如上图,构建dataloader主要需要dataset, sampler, 以及batch sampler等参数,其中数据集需要定义__get_item__函数,sampler为采样器,生成采样数据的index,此处一般为生成器,batch sampler的作用即将sampler生成的index进行收集,得到batchsize个index构成下表列表返回。

此三者的实现方式分别如下:

@ 构建数据集,通过__getitem__()函数实现通过下标索引数据。
class CommDataset(Dataset):
    """Image Person ReID Dataset"""

    def __init__(self, img_items, transform=None, relabel=True):
        pass

    def __len__(self):
        return len(self.img_items)

    def __getitem__(self, index):
        img_item = self.img_items[index]
        img_path = img_item[0] # 裁剪图像位置
        pid = img_item[1]  # 目标编号
        camid = img_item[2]  # 相机编号
        img = read_image(img_path)
        if self.transform is not None: img = self.transform(img)
        if self.relabel:
            pid = self.pid_dict[pid]
            camid = self.cam_dict[camid]
        return {
            "images": img,
            "targets": pid,
            "camids": camid,
            "img_paths": img_path,
        }
@ 采样器的实例化
data_sampler = samplers.InferenceSampler(test_set.img_items, mini_batch_size, 16)

@ 采样器类构造
class InferenceSampler(Sampler):
    def __init__(self, data_source: str, mini_batch_size: int, num_instances: int, seed: Optional[int] = None):
        pass

    def __iter__(self):
        start = self._rank
        yield from itertools.islice(self._infinite_indices(), start, None, self._world_size)

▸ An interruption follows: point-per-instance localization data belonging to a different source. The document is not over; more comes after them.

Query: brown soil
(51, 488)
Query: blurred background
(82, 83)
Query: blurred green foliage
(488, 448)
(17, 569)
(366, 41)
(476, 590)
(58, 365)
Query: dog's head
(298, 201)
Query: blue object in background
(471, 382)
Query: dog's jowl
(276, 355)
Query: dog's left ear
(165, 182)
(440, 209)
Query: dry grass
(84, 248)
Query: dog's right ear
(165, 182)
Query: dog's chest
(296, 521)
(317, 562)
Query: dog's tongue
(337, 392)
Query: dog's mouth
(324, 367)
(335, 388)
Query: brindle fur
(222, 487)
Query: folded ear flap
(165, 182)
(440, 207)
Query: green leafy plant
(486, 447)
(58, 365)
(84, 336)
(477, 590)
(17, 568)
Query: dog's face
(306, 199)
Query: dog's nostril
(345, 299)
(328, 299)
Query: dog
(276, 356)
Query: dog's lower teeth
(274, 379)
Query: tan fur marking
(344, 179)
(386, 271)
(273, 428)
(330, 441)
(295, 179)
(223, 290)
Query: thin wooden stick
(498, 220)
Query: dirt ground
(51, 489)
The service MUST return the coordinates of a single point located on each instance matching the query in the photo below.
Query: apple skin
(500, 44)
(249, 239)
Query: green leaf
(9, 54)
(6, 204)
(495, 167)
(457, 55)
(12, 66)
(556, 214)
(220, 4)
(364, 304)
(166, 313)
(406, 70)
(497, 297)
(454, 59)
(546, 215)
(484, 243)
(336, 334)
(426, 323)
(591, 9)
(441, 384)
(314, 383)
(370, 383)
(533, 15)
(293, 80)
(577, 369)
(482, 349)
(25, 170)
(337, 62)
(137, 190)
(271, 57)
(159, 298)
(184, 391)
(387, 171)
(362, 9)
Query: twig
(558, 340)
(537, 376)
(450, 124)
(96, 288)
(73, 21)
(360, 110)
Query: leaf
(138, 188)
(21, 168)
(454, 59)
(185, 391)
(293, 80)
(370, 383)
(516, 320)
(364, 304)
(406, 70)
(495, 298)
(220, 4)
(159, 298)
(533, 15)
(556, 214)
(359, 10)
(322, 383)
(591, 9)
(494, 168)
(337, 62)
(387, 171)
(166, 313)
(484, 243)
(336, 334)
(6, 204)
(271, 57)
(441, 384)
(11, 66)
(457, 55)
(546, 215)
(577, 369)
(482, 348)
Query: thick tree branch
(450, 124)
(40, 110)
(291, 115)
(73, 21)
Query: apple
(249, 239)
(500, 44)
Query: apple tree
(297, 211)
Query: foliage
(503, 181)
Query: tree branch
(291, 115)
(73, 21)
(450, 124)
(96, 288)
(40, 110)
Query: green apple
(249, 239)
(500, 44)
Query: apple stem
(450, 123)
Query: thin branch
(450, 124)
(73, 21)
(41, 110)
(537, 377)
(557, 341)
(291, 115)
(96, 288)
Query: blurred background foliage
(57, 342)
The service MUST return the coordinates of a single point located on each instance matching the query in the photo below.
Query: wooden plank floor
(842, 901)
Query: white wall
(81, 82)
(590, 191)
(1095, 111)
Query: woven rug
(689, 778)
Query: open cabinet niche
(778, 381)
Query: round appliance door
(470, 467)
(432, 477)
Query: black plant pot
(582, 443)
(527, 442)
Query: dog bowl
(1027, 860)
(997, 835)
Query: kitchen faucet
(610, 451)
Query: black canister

    def _infinite_indices(self):
        while condition:
            # 两种生成方式
            @ 1:逐个生成单个的index
            yield from reorder_index(batch_indices, self._world_size)
            @ 2:直接生成batch_indices
            yield reorder_index(batch_indices, self._world_size)


    def __len__(self):
        return len(self.imgids)
@ batch Sampler的构造的使用
batch_sampler = torch.utils.data.BatchSampler(data_sampler, mini_batch_size, False)

@ batch Sampler的构造
class BatchSampler(Sampler[List[int]]):
    def __init__(self, sampler: Union[Sampler[int], Iterable[int]], batch_size: int, drop_last: bool) -> None:
        pass
        self.sampler = sampler
        self.batch_size = batch_size
        self.drop_last = drop_last

    def __iter__(self) -> Iterator[List[int]]:
        @ 下面是自主修改的,对应sampler输出list时,在此处就不必进行batch的构建,直接返回
        for idx in self.sampler:
            yield idx
        if len(idx) > 0 and not self.drop_last:
            yield idx
        @ 下面是原始部分,通过逐个收集sampler生成的index,构建完整的batch
        # batch = []
        # for idx in self.sampler:
        #     batch.append(idx)
        #     if len(batch) == self.batch_size:
        #         yield batch
        #         batch = []
        # if len(batch) > 0 and not self.drop_last:
        #     yield batch

    def __len__(self) -> int:
        if self.drop_last:
            return len(self.sampler) // self.batch_size  # type: ignore[arg-type]
        else:
            return (len(self.sampler) + self.batch_size - 1) // self.batch_size  # type: ignore[arg-type]
构造完dataloader,来看看他内部采样器生成的index是如何去dataset中进行数据采集的:
class DataLoader(Generic[T_co]):
    def __init__(self, dataset: Dataset[T_co], batch_size: Optional[int] = 1,
                 shuffle: bool = False, sampler: Union[Sampler, Iterable, None] = None,
                 batch_sampler: Union[Sampler[Sequence], Iterable[Sequence], None] = None,
                 num_workers: int = 0, collate_fn: Optional[_collate_fn_t] = None,...):
        pass

    @ dataloader使用时的iter和next会跳转到该方法
    def __iter__(self) -> '_BaseDataLoaderIter':
            return self._get_iterator()

    def _get_iterator(self) -> '_BaseDataLoaderIter':
        if self.num_workers == 0:
            return _SingleProcessDataLoaderIter(self)


    
class _SingleProcessDataLoaderIter(_BaseDataLoaderIter):
    def __init__(self, loader):
        super(_SingleProcessDataLoaderIter, self).__init__(loader)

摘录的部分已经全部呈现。